Amazon’s EC2 & EBS outage
Unless you are living under a rock, you’ve probably heard, if not felt Amazon’s outage (you can read more about it all over the web, e.g. Cade Metz at the register or Julianne Pepitone at CNN money, [edit Apr26] Todd Hoff ‘s list of posts on the subject) This incident is very interesting in the technical sense as well as very disturbing.
First off it is a major event since Amazon controls almost 60% of the Infrastructure as a Service market (per WSJ) and an incident like this is bad publicity for the whole cloud concept. After all if Amazon is fledgling what does that mean for Rackspace and the other IaaS players – not to mention PaaS players like Google and Microsoft (since PaaS solutions require more complicated software and higher integration with end-solutions.
It is also worth mentioning that this isn’t the major outages for Amazon. One notable “availability event” occurred in 2008 where S3 had major problem for about half a day and a few minor problem with EC2 in 2009. What’s stands out here is that the availability zones features that was supposed to isolate this type of breakdown to smaller areas broke and only sites that had data-center redundancy (like Netflix for example) managed to handle the interruption while sites like foursquare, reddit and even, it seems, a company monitoring cardiac arrests
were all harmed.
Another alarming behavior on the part of Amazon is the lack of transparency / bad crisis management in handling the outage. For example Keith Smith CEO of BigDoor (one of the startups affected by the outage) writes
“Starting at 1:41 a.m. PST, Amazon’s updates read as if they were written by their attorneys and accountants who were hedging against their stated SLA rather than being written by a tech guy trying to help another tech guy.”
When a big supplier fumbles a lot of companies are affected and it is bound to get big press. Also, systems, esp. complex ones, have bugs and its understandable that things may break from time to time (and I am sure that Amazon, which evidently has top talent would find a way to prevent this from recurring). However, Cloud providers need to understand that “with great power comes great responsibility” and the technical offering need to be strengthened with great support and transparency.
On the technical level, it also means that, while moving to the cloud carries a lot of benefits and can save a lot on operations costs, the responsibility for our application’s up time is still our responsibility and depending on the cost of failure (on the scale from few dollars to lives of people) we should also architect for disaster regardless of vendor claims. When we build closed systems we may look at the Mean-Time Between Failure (MTBF and MTBCF) advertised by hardware manufacturers but we’d also add software based reliability mechanisms – for the cloud that may mean cross data-center (region) deployments, cross cloud provider deployments, or even on-premise backup – This is the same measures you’d take when your dealing with the electric company, if it is important enough, you’d install UPSs and generators and alternate sites and whatnot, you just have to figure out how important business continuousness is
I guess we’ll all wait to see how all this unfolds and what will be the after-effects of this outage on Cloud-computing.

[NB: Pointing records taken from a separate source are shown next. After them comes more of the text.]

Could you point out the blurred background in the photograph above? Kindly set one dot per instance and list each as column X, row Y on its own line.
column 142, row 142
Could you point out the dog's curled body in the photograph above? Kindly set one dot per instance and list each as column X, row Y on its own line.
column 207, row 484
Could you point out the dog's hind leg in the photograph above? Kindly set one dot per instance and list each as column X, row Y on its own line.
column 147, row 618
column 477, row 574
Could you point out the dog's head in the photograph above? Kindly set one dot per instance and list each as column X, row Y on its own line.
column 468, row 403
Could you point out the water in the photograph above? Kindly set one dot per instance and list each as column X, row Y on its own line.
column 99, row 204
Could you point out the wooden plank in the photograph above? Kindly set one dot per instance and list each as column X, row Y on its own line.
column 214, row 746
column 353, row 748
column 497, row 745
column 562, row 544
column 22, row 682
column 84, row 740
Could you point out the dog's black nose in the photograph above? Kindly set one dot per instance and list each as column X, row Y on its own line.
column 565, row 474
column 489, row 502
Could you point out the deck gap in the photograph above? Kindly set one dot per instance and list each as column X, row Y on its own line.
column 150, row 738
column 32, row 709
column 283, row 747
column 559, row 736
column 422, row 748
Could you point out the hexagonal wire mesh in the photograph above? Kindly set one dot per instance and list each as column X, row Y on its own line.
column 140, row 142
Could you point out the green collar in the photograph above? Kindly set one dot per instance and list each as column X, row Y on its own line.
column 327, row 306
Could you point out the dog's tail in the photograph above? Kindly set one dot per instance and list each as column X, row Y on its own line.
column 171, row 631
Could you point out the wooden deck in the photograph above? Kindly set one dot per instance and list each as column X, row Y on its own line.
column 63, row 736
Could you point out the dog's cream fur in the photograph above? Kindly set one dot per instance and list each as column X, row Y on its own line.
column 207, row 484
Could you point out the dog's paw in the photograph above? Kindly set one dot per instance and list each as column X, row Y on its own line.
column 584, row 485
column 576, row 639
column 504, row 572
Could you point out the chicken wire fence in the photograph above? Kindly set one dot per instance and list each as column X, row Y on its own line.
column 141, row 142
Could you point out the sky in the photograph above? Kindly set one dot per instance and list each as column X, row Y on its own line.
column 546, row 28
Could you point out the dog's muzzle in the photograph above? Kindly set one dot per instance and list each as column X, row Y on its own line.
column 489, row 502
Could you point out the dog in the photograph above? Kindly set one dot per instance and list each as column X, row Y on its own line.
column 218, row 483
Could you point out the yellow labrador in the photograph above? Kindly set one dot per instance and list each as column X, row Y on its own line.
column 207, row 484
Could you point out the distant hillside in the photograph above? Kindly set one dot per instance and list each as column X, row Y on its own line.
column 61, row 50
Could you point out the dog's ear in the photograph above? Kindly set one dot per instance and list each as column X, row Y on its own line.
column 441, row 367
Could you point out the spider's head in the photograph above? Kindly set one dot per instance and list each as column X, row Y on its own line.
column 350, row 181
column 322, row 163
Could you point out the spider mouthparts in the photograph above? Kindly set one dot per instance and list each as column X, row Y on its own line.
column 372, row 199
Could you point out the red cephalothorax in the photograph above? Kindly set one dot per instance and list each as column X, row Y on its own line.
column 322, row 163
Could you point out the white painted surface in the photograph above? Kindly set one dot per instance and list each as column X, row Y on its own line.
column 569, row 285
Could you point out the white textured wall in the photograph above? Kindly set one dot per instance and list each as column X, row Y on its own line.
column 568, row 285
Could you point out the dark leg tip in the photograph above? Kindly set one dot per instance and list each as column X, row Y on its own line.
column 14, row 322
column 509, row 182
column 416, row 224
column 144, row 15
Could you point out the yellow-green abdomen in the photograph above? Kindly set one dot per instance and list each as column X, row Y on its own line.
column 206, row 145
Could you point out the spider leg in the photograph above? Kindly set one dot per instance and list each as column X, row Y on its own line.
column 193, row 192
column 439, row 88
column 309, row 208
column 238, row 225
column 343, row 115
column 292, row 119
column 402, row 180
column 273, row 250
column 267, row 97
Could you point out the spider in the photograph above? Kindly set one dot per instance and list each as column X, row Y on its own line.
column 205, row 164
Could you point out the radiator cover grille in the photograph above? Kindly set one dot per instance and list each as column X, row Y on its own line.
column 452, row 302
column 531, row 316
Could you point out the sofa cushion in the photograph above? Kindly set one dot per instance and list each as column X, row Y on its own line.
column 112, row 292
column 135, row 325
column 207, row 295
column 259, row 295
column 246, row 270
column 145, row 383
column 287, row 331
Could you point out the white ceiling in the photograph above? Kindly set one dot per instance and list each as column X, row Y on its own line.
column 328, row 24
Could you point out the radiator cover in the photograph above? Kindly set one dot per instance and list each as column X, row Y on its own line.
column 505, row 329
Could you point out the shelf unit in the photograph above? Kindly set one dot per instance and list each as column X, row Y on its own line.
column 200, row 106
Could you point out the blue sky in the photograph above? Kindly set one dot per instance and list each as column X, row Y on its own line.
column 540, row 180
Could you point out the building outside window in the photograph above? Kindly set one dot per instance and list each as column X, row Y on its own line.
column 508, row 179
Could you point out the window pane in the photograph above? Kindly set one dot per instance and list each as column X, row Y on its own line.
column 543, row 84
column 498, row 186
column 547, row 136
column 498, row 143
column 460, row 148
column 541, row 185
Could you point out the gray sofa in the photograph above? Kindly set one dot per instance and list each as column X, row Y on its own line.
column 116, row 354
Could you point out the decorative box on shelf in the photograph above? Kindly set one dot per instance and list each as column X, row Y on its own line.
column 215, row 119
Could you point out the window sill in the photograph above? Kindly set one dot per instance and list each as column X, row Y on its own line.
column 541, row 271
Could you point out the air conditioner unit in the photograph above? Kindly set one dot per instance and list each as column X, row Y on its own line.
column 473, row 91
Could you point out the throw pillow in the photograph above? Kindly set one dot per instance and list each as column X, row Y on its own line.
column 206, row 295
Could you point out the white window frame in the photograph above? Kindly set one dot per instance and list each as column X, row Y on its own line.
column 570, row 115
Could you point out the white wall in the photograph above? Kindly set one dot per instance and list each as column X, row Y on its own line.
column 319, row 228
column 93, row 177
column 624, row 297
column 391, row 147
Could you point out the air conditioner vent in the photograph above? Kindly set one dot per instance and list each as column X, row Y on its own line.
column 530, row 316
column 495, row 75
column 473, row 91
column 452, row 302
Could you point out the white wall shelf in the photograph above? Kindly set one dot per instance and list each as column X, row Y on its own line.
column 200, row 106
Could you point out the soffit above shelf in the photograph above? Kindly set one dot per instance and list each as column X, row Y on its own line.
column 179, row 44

I personally think that it is still a good move in many cases, however this incident, help focus that the responsibility for our application’s wellness is still ultimately ours
Edit Apr. 24th:
I just read a post in Coding Horror which refers to a year old post in Netflix’s blog called “5 lessons we’ve learned using AWS [Amazon WebSevices]“. Netflix, in case you’re wondering survived Amazon’s outage and indeed, in lesson #3 they explain that if you want to survive failures you have to plan and constantly test for it:
3. The best way to avoid failure is to fail constantly.We’ve sometimes referred to the Netflix software architecture in AWS as our Rambo Architecture. Each system has to be able to succeed, no matter what, even all on its own. We’re designing each distributed system to expect and tolerate failure from other systems on which it depends.If our recommendations system is down, we degrade the quality of our responses to our customers, but we still respond. We’ll show popular titles instead of personalized picks. If our search system is intolerably slow, streaming should still work perfectly fine.